My stomach turned. Sienna still smiled with missing baby teeth. She still asked innocent questions about snakes and zoos and whether monsters could really be handsome. And this bastard was already planning which criminals would eventually own her body.
“What about Matteo?” I asked quietly.
Lorenzo’s face twisted with disgust. “The boy’s weak. He reads too much. Thinks too much. Quiet boys become cowards.”
Matteo didn’t seem weak to me. He seemed careful. Observant. Like a kid trying not to become his father.
“I’m sending him to live with soldiers next year,” Lorenzo continued. “He’ll learn how to kill early.”
The room felt smaller. Hotter. “He’s a child.”
“He’s a Ventura,” he hissed. Lorenzo’s breathing roughened again as another spasm tore through him.
“He needs blood on his hands before he turns soft,” he hissed. “I’ll make a proper man out of him even if it kills him.”
Silence swallowed the room. I stared at him for a long time.
Something inside me genuinely hurt. Not for Lorenzo.
Never for him. For Chiara. For the girl begging in her sleep for her siblings while tears soaked the pillow beneath her face.
For Aurora trying to become steel at seventeen because nobody else protected them.
For Matteo hiding behind books because books were quieter than violence.
For little Sienna smiling at monsters because nobody taught her the difference between dangerous men and safe ones.
The antidote felt heavy in my hand. Lorenzo noticed me looking at it. Hope flickered across his ruined face. Pathetic.
“You know,” I said quietly, “I came here intending to save your life.”
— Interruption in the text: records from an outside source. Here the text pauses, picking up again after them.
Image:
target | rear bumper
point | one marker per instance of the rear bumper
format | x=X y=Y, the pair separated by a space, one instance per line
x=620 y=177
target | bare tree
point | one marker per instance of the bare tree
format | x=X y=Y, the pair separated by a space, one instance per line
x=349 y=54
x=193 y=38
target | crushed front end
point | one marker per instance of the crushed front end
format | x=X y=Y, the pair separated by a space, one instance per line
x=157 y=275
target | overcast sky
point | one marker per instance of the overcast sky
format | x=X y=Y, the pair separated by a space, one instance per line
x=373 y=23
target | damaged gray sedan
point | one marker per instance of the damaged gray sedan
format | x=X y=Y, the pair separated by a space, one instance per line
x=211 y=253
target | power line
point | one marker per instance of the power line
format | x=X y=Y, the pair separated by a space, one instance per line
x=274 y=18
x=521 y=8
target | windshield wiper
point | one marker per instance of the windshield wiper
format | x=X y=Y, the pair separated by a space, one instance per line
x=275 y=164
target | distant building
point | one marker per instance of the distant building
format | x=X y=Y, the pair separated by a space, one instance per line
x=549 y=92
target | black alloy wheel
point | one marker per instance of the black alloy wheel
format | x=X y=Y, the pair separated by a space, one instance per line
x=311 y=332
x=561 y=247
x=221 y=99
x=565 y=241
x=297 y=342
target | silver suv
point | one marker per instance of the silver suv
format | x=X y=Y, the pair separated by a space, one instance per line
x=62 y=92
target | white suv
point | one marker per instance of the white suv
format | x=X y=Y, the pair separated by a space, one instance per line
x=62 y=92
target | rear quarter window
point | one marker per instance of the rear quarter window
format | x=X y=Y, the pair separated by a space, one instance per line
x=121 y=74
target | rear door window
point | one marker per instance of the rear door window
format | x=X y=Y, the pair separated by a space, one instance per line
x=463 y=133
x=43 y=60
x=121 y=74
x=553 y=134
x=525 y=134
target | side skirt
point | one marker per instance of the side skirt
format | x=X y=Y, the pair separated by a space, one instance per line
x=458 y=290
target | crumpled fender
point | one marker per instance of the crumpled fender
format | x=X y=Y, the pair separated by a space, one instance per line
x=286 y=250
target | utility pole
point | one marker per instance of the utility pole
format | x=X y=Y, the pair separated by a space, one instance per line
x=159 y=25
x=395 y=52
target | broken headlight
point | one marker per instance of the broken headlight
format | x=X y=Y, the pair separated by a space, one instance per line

His pulse monitor quickened.
“She deserves that much,” he rasped. “Chiara deserves her father.”
“No,” I said coldly. “Chiara deserved a father years ago.”
His eyes narrowed viciously.
“You sanctimonious prick,” he hissed. “You think you’re better than me? You stole her from me.”
“I married her with your blessing,” I reminded him.
“You ruined her with lies,” he spit out.
The words echoed through the hospital room. And for one horrible second… I couldn’t answer. Because the truth sat between us like a loaded gun. I had ruined her life. Maybe not in the ways Lorenzo believed. But I’d still destroyed it.
I lied about her reputation. Cornered her.
Dragged her into my world kicking and screaming.
I told myself I protected her from worse men.
But standing there beside Lorenzo Ventura’s hospital bed…
I finally understood something ugly. Chiara had spent her whole life trapped between monsters.
The difference was, I was simply the first monster who looked at her and saw something precious instead of useful.
Lorenzo saw the decision happen on my face. The hope vanished first. Then came rage.